IDF reservists simulate operational and logistical preparedness in northern Israel, September 27, 2024.
IDF reservists simulate operational and logistical preparedness in northern Israel, September 27, 2024. (credit: IDF SPOKESPERSON'S UNIT)

Reframing old disputes

Have Israel’s traditional ideological divides disappeared? No – they have been reframed.

Both the Right’s “management” doctrine and the Left’s “peace” doctrine collapsed on October 7. Reality dissolved the old categories. Today, there is a broad consensus: Hamas cannot rule Gaza; sovereignty or statehood is a theoretical debate detached from the present danger; and Israel can no longer remain a “villa in the jungle.”

A similar shift is occurring in the religion-state debate. Much of what once inflamed public discourse – symbolic fights over language, ritual, or cultural norms – now feels trivial.

Israeli Judaism thrives in many forms; social arrangements work better than political ones. The more significant debate is unfolding within the religious world itself: between those who see the state as part of divine commandment and those who see it as irrelevant. It is a debate that did not exist publicly before the war.

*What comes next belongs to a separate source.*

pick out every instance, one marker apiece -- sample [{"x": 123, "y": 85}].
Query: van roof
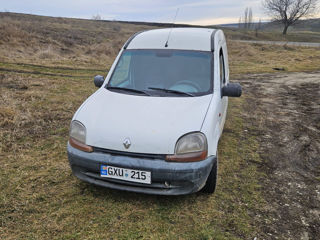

The cultural divide between “First Israel” and “Second Israel” remains, but it, too, has softened. The periphery has grown stronger; the middle class has expanded; mobility is high. The war produced a raw, human solidarity that briefly eclipsed years of bitterness – a reminder that beneath the political noise lies a shared national identity waiting to be rebuilt.

The next chapter

The question now confronting Israel is simple: Who will lead the country into its next chapter?

The answer lies with those who carried Israel through its darkest hour – the serving public. The Servants’ Covenant is not a political party but a civic alliance rooted in duty: reservists, soldiers, first responders, educators, parents who send their children to defend the state, and communities that hold the country together.

This majority – 80-85 mandates worth in electoral terms – must become the basis of Israel’s future. Without it, the state will be trapped in the old, dysfunctional alliances: right-wing governments dependent on haredi parties, or left-wing governments dependent on anti-Zionist Arab factions. Neither arrangement can secure Israel’s survival.

The Servants’ Covenant is a call to restore statesmanship as the organizing principle of public life – to rebuild education around civic identity, to strengthen the people’s army, to ensure universal service, to integrate all communities into the Zionist mission, and to confront the difficult issues that will shape Israel’s future.

Like the generation of 1948, the generation of 2023 faces a moment of founding. The state must be rebuilt – not from physical ruin but from civic crisis. October 7 exposed our vulnerabilities, but it also revealed our strength: a serving majority that understands that the state is not a given but a task.

And the task begins now.■

Inbar Harush Gity previously served as head of the Directorate for Promoting the Recruitment and Integration of Haredim in the IDF at Israel’s Defense Ministry, where she played a key role in shaping national service policy. She is also one of the founding members of the Yashar Party led by Gadi Eisenkot.